At the beginning of the month, Lamborghini concluded the Miura's year-long 50th birthday anniversary celebrations by taking an SV version to Lora del Rio at the bull breeding farm run by the Miura family from where the supercar received its name. During its 600-km trip from the company's Museum at Sant'Agata Bolognese in Italy to Andalusia, the yellow beauty was escorted by an array of three lively colored Huracans and another three Aventadors also finished in bright colors, with two of them being the flagship SV.
Founded no less than 175 years ago, the bull breeding farm run by the Miura family is one of the oldest in Spain and at the same time it's considered as being the most highly reputed "ganaderías" (livestock) in the country. Nowadays, the farm is operated by Eduardo and Antonio Miura, the sons of Don Eduardo with whom Ferruccio Lamborghini met with back in 1966 when the Miura came out.
The Miura P400 Spinto Veloce featured here represents the pinnacle of the model's range and was an evolution of the S version. Introduced in 1971, the range-topping SV came with an uprated V12 4.0-liter engine developing 385 horsepower and 400 Newton-meters of torque and had ventilated discs as standard. A self-blocking ZF differential was offered as optional equipment, while the engine oil and the gearbox oil were separated beginning with late 1971.

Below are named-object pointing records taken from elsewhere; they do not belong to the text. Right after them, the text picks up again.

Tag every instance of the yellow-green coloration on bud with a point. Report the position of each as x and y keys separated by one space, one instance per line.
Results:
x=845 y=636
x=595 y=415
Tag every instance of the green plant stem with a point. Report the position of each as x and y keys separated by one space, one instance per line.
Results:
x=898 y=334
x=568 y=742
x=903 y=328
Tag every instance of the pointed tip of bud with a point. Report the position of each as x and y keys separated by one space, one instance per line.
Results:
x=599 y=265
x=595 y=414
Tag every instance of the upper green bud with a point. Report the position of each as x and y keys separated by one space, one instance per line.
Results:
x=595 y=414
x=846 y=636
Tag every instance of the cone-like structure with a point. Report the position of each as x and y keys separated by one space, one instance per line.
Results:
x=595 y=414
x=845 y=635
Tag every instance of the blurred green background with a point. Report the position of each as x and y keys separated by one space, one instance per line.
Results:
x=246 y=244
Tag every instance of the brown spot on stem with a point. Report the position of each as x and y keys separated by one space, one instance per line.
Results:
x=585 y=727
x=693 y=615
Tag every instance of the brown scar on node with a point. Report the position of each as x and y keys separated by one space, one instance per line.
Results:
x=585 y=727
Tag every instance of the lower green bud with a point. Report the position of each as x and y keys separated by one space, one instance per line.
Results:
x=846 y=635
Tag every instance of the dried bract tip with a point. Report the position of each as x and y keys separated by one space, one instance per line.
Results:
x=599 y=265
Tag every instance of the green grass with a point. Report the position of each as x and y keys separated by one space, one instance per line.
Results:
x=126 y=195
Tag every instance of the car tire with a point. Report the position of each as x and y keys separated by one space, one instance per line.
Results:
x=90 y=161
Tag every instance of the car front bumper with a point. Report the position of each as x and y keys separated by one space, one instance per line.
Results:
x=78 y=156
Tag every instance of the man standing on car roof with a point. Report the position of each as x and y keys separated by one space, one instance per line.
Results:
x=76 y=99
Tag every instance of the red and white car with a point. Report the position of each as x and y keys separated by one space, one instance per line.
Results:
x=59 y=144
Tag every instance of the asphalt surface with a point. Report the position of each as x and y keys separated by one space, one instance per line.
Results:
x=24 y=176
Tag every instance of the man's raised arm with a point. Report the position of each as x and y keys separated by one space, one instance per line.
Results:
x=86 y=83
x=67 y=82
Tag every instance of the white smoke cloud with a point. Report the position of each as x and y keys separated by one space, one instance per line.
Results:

Compared to the S, the SV had 13-cm wider rear wheel arches and fatter Pirelli tires, which prompted Lamborghini to update the suspension and widen the rear track. Another change over the S was the removal of the so-called "eyelashes," the grills around headlights. In addition, Lamborghini fiddled with the front air intakes and updated the interior with standard air conditioning as well as real leather upholstery (rather than the leather-like vinyl of previous Miuras).
At the time of its launch, the Miura SV was the fastest production car in the world and it remained in production for around 18 months. During this interval, Lamborghini made just 150 units before retiring the model to make way for the Countach.